Illinois dreams electric

Thousands of miles away from rural northern California, the Illinois Environmental Protection Agency is ramping up for a significant investment in electric school buses.

Using the entire $10.8 million sum rewarded to the state by Volkswagen as part of the scandal-plagued automaker's $14.7 billion "Dieselgate emissions settlement, the Illinois EPA recently pitched a plan to purchase up to three dozen plug-in buses and distribute them to school districts throughout the state.

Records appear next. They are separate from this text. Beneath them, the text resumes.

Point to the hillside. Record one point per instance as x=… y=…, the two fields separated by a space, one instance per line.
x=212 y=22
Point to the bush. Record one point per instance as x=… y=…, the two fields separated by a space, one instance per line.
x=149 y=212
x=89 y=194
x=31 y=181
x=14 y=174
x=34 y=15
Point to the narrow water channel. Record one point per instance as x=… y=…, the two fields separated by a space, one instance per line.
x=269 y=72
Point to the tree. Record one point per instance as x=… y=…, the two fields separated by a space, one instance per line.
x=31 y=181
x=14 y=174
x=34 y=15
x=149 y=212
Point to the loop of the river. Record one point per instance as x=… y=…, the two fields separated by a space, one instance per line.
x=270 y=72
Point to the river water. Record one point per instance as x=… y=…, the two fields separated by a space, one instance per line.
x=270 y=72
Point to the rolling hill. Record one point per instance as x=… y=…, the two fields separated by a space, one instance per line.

As reported by Energy News Network, this would be the largest dedicated investment in electric school buses using VW settlement funds in the nation and could potentially prevent 2.2 tons of harmful nitrous oxide, a potent greenhouse gas, from entering the atmosphere each year. There has, however, been pushback to the proposal from proponents of natural gas- and propane-powered bus fleets, who claim that these diesel alternatives provide the most bang for the buck as far as the reduction of smog-forming NOx emissions are concerned.

Another added benefit of electric school buses — and this is something California is actively exploring — is that, when not in use, they can serve as backup batteries for the electric grid. In theory, school districts in California, Illinois and beyond could someday be paid by state electric utilities to use school buses as mobile energy storage units while schools are on break for the summer.

"They can be used as a grid service in times of peaking, especially in the summer when school is out and everyone turns on their air conditioning," Aloysius Makalinao of the Natural Resource Defense Council tells Energy News Network.

Makalinao states this is one reason why Illinois is better off spending the funds on electric buses over natural gas buses, despite the higher upfront costs. "... in the long term, electric school buses — especially with their grid resource capability — is better overall," he says.

Still, other school districts aren't quite ready to take the plunge.

Francine Furby, director of transportation services for Fairfax County Public Schools in Virginia, tells the Washington Post that her district wants nothing more than to ferry its students in sleek, clean, pollution-free buses. But the sprawling district, which has one of the country's largest school bus fleets with 1,630 vehicles, is holding off due to high costs (the county has not received grants or aid including VW settlement funds, which it applied for) and technology that it has deemed as being not-quite-there.

"I think probably in time, once we do more of the bus vendors producing this type of vehicle and it's kind of tested through other school districts, it might be something we'll entertain," Furby tells the Post. "But right now, it's just too new."